After returning home from a business trip on Aug. 13, 2018, Shanann Watts and her two daughters were reported missing by her friend and colleague Nickole Utoft Atkinson. Shanann, who was pregnant at the time, missed a scheduled OB-GYN appointment and failed to respond to Atkinson’s text messages, sparking concern as she had driven Shanann home that same morning from the airport.
Netflix retells this horrific story with materials captured by police, media or uploaded on the internet as well as personal messages and footage provided by Shanann’s family. The documentary begins with an eerie showing of Atkinson’s worrisome text messages to her friend on the day of her murder.
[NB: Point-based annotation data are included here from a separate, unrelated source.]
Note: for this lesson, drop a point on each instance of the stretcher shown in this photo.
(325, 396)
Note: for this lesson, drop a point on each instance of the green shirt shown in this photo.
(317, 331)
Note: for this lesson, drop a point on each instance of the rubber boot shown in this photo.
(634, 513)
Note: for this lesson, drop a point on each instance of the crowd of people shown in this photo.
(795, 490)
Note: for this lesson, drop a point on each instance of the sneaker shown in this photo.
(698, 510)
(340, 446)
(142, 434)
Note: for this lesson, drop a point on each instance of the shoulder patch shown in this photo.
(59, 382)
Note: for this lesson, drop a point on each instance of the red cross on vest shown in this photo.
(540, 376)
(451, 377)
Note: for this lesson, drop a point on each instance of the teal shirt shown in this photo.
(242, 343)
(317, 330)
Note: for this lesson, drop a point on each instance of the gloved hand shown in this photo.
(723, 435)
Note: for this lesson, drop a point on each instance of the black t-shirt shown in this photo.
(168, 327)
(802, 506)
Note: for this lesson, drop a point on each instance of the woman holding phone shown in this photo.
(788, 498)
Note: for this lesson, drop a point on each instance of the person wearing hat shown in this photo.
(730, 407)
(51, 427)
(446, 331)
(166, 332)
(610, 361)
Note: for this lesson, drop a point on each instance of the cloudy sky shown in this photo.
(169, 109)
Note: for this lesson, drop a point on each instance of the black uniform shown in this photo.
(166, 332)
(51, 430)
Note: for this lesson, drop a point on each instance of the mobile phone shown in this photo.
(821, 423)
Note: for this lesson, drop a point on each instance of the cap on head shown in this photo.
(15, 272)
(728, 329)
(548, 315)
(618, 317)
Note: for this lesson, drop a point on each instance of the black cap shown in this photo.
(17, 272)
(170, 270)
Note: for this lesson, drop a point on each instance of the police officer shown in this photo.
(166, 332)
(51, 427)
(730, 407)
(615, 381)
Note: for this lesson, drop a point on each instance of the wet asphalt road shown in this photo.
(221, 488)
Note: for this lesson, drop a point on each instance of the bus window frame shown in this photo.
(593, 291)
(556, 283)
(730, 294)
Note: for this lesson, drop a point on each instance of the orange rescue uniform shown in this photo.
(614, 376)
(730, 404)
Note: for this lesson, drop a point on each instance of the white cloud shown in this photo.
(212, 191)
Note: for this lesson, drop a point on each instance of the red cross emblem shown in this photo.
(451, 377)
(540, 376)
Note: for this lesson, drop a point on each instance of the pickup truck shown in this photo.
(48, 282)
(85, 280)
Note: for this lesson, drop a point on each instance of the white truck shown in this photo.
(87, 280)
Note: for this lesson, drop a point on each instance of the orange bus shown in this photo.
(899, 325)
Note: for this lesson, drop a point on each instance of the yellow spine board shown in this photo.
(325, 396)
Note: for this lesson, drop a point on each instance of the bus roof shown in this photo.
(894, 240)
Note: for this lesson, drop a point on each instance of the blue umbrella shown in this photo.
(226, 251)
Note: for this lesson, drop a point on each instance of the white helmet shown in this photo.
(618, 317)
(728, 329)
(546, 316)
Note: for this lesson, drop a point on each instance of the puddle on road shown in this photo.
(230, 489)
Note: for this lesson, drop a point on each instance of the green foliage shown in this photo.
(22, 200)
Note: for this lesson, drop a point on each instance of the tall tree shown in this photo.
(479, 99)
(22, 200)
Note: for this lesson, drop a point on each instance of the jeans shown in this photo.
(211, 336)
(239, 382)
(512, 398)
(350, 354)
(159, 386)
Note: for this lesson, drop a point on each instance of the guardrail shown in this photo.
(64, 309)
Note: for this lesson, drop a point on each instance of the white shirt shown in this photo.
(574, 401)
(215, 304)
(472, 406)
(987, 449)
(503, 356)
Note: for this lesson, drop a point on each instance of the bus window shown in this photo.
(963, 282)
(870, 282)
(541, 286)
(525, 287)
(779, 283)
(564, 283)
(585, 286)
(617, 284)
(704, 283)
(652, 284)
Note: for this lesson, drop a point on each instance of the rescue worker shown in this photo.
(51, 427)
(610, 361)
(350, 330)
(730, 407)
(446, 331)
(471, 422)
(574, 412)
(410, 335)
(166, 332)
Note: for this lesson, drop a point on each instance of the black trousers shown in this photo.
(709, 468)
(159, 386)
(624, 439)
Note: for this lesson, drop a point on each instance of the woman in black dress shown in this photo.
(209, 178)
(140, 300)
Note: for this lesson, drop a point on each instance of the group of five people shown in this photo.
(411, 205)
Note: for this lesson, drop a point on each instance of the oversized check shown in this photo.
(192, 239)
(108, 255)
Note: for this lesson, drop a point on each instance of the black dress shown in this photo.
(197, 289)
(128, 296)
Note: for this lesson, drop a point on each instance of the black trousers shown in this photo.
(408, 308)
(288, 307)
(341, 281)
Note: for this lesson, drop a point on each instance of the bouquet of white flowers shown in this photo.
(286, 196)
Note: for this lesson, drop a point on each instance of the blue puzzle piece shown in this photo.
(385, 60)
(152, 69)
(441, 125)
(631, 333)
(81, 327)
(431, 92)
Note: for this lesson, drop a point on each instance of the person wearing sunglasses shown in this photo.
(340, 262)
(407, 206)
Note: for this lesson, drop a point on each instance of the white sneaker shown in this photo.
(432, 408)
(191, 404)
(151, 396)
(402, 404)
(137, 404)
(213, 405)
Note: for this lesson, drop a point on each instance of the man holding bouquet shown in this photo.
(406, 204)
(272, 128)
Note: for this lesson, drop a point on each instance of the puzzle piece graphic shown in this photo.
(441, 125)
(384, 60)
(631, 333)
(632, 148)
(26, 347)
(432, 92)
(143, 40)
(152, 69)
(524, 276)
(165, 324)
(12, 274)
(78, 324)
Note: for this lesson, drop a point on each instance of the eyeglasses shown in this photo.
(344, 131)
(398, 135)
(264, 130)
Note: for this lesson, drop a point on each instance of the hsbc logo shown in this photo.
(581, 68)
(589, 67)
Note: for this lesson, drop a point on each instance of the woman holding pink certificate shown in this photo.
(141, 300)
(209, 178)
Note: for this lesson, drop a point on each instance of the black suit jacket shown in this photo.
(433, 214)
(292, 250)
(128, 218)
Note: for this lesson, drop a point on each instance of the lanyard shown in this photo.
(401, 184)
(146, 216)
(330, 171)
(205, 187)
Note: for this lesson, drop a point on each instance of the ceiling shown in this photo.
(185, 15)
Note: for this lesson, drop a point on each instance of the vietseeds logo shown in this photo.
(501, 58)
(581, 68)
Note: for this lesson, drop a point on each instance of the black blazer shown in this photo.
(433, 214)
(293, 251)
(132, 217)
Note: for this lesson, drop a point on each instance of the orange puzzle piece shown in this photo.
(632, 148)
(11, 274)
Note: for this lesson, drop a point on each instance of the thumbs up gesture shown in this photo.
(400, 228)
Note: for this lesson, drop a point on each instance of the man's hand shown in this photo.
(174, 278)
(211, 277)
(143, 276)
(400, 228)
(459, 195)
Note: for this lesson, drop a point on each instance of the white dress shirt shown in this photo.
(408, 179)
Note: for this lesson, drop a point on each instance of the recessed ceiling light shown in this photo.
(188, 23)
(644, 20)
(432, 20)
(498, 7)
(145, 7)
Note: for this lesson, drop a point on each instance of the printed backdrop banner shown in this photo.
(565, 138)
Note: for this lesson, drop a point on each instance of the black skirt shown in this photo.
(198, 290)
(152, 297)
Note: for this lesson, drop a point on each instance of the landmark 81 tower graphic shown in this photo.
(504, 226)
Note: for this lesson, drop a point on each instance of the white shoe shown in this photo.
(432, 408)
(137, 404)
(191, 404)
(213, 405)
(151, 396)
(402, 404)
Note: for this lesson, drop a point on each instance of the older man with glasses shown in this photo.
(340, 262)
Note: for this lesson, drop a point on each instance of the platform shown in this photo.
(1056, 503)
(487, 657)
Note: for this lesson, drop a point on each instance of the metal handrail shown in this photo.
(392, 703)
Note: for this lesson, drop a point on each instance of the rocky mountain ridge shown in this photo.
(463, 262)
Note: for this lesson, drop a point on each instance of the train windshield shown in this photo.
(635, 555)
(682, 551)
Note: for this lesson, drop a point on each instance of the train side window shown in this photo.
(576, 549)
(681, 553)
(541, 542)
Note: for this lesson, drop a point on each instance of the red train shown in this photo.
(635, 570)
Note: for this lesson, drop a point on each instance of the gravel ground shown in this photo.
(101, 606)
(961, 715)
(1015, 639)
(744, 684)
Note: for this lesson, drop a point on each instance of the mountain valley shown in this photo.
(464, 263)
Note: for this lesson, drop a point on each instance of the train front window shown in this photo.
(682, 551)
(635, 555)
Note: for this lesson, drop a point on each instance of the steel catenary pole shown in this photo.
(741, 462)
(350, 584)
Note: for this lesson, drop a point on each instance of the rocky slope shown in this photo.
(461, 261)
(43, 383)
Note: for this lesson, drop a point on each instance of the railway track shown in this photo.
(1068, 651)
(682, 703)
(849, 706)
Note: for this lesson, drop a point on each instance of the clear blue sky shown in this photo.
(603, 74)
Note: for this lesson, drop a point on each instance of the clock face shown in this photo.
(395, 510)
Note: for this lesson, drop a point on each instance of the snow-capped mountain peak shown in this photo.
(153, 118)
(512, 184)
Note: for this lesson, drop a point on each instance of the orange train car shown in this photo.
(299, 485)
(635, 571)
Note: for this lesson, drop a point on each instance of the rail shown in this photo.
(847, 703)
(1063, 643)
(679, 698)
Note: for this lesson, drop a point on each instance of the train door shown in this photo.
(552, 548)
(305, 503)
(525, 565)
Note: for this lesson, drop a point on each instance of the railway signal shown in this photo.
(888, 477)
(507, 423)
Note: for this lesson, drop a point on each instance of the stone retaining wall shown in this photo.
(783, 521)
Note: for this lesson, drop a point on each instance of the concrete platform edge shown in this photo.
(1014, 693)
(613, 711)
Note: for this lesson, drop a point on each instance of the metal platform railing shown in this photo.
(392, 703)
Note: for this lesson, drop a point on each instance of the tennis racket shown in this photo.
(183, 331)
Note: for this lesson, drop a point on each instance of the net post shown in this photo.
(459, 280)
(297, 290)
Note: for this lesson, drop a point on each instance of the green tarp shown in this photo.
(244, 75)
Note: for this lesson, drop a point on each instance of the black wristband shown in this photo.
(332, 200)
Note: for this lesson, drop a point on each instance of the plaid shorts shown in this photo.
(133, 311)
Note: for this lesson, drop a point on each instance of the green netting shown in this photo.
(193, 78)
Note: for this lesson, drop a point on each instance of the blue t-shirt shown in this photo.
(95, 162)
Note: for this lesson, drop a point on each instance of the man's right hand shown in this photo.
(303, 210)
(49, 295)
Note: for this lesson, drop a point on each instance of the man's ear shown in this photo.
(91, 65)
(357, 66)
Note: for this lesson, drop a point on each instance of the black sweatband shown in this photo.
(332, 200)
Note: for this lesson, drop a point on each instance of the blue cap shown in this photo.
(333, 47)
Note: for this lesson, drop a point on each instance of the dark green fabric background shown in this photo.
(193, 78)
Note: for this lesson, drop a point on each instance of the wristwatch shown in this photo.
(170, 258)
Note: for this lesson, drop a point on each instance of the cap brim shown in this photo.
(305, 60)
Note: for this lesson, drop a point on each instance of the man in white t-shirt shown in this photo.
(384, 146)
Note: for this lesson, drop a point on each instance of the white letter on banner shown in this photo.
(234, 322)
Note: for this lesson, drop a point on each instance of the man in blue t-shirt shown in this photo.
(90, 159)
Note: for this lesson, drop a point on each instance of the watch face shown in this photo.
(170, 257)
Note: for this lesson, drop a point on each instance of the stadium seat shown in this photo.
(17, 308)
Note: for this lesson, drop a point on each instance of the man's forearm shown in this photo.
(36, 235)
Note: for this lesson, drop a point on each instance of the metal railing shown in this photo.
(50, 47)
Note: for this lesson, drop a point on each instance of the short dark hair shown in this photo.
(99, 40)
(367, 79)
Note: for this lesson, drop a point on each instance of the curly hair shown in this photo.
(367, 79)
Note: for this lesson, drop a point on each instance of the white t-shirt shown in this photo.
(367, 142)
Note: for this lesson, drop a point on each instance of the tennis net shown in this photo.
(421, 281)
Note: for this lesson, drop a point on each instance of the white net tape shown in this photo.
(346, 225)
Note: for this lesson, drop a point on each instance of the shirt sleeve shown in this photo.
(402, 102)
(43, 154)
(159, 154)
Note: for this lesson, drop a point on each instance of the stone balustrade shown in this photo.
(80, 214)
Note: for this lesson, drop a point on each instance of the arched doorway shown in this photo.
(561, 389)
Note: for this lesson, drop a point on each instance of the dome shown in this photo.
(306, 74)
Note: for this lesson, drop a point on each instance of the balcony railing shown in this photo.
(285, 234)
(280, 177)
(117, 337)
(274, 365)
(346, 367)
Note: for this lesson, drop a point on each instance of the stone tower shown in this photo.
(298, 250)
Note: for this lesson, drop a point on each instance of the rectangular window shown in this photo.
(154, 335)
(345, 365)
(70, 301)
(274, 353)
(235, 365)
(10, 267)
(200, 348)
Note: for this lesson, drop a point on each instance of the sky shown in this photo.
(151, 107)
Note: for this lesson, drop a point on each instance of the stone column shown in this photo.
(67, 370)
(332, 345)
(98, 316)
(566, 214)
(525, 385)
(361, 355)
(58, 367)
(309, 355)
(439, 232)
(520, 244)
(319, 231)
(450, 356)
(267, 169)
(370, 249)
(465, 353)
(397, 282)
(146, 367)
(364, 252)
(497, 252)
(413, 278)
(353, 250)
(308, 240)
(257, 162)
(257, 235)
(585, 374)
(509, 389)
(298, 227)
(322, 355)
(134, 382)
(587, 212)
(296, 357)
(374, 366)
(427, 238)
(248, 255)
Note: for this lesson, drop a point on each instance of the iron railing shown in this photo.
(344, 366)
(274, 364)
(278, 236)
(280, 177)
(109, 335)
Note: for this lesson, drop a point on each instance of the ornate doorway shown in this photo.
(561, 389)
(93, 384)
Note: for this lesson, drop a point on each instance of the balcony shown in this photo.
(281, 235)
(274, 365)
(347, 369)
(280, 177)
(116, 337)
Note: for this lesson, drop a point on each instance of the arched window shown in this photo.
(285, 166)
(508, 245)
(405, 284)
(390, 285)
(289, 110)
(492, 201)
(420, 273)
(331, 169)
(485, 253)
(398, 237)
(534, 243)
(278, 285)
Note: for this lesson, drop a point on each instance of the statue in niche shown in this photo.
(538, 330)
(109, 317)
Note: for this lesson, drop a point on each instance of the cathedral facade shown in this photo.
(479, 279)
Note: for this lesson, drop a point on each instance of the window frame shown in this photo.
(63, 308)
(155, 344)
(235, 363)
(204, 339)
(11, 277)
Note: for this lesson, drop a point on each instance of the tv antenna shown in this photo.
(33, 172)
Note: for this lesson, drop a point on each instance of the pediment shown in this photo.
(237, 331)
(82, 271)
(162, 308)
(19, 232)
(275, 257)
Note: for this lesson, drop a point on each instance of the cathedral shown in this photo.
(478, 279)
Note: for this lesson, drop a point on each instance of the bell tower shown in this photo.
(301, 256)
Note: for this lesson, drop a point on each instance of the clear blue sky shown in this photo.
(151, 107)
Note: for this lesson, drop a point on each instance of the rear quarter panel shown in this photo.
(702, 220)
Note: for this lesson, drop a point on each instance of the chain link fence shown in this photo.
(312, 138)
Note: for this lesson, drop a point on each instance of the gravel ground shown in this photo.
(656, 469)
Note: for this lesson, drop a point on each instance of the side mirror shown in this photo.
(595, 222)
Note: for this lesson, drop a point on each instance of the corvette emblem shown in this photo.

Video from a police cam on the first officer who arrived at the Watts’ family home on Aug. 13 displays the initial investigation into Shanann’s disappearance along with the immediate speculation of her husband Chris, who seems to act stranger and stranger as time goes on.
Right off the bat, it’s easy to tell Chris Watts isn’t right. Upon hearing about his wife and children’s disappearance, he reacts unusually calm, almost cracking a half nervous smile every time he’s asked a question. When Chris finally leaves the scene, a neighbor to the Watts family, who’d been showing police footage from his front house cameras, declares that something’s up with Chris.
Viewers find out that just seven weeks prior to the Watts family murder, Shanann and Chris were experiencing a rough patch in their marriage. Described through Shanann’s personal text messages to friends, the couple was lacking in communication, quality time and, most importantly to Shanann, an avid sex life. A significant amount of tension had been manifesting between the two, coming to a peak when Chris visited Shanann and their daughters after they’d been in North Carolina without him for weeks. According to Shanann’s messages, Chris felt uninterested in her, leading her to believe that he was cheating.
It’s clear throughout the documentary that Shanann maintained the dominant role in the pair’s relationship. Once describing him as her savior, Shanann was referenced as sometimes bossy and controlling by her husband and his family. During his questioning, Chris admitted to cheating on his wife along with a list of other gruesome actions.
What makes this documentary especially enticing isn’t just the grotesque details of what happened, but rather the heavy attention paid to how investigations are operated. Footage of Chris’s polygraph test is displayed, showing the public just how interrogating it truly is. After failing his first round, Chris is asked over and over if he has anything to do with his wife and kids’ disappearance, eventually confessing his crimes only when his father is brought in alone.
The last 30 minutes of the documentary is what makes a lasting impression; something about watching real-life footage of a man admitting to appalling acts he committed against his own family just sticks with you. Confession after confession, Chris alters his story little by little until authorities finally uncover what really happened to Shanann and her two daughters at the hands of her husband.
Netflix’s use of security cameras, police cams, house cameras, recorded phone calls and text messages provides a different formula on how documentaries are usually made. Scrapping the usual face-to-face interviews with any and everyone related to the case, this film takes an entirely different approach, fully relying on the technology present on the day the investigation began. From background on who Shanann was to the complicated intricacies of her marriage, Netflix outlines the Watts Family Murder so perfectly it almost feels just a little bit fake.